The resistivity of
titanium nitride films is reduced, by about 40% (to less than about 60 muOhm-cm), for example; and, the film
surface roughness is reduced, by about 45% (to less than 6 Å) by using a combination of particular
process conditions during deposition of the film. In particular,
titanium atoms produced by
impact of
inert gas ions upon a
titanium target travel through a
high density, inductively coupled rf
plasma, an
ion metal plasma (IMP), in which the titanium atoms are at least partially ionized. The ionized titanium ions are contacted with ionized
nitrogen atoms also present in the
processing chamber. The
resultant gas phase composition is contacted with the surface of a
semiconductor substrate on which a
titanium nitride barrier layer is to be deposited. By controlling the
gas phase deposition mixture composition, the quantity of the deposition mixture contacting the
substrate surface over a given time period, and the pressure in the process vessel, the resistivity and
surface roughness of the
titanium nitride layer is adjusted. The resistivity of the
titanium nitride barrier layer is principally determined by the
crystal orientation of the titanium
nitride. The more nearly the
crystal orientation approaches 100% of the {200} orientation (the lower the percentage of {111} orientation), the lower the film resistivity.

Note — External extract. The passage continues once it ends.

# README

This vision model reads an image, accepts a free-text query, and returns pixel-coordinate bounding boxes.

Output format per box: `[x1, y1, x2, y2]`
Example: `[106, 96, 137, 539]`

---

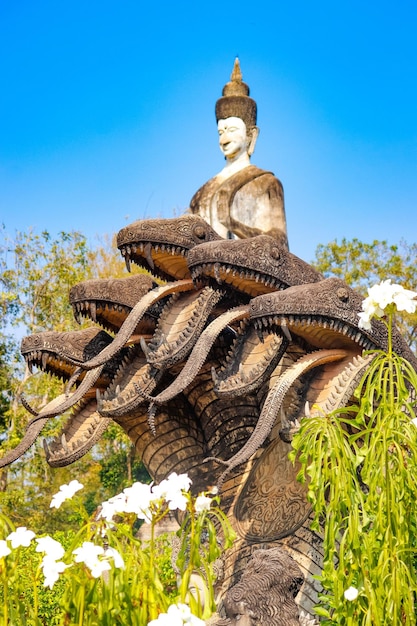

Crystal orientation is obtained by increasing the ionized content of the deposition mixture and by slowing the rate of deposition of the titanium
nitride film (
barrier layer). The
surface roughness of the titanium nitride layer is reduced principally by reducing the pressure in the process vessel, which affects the film formation dynamics. An increase in ionized content of the deposition mixture helps reduce surface roughness until an inflection point is reached, after which surface roughness increases with increased ionized content.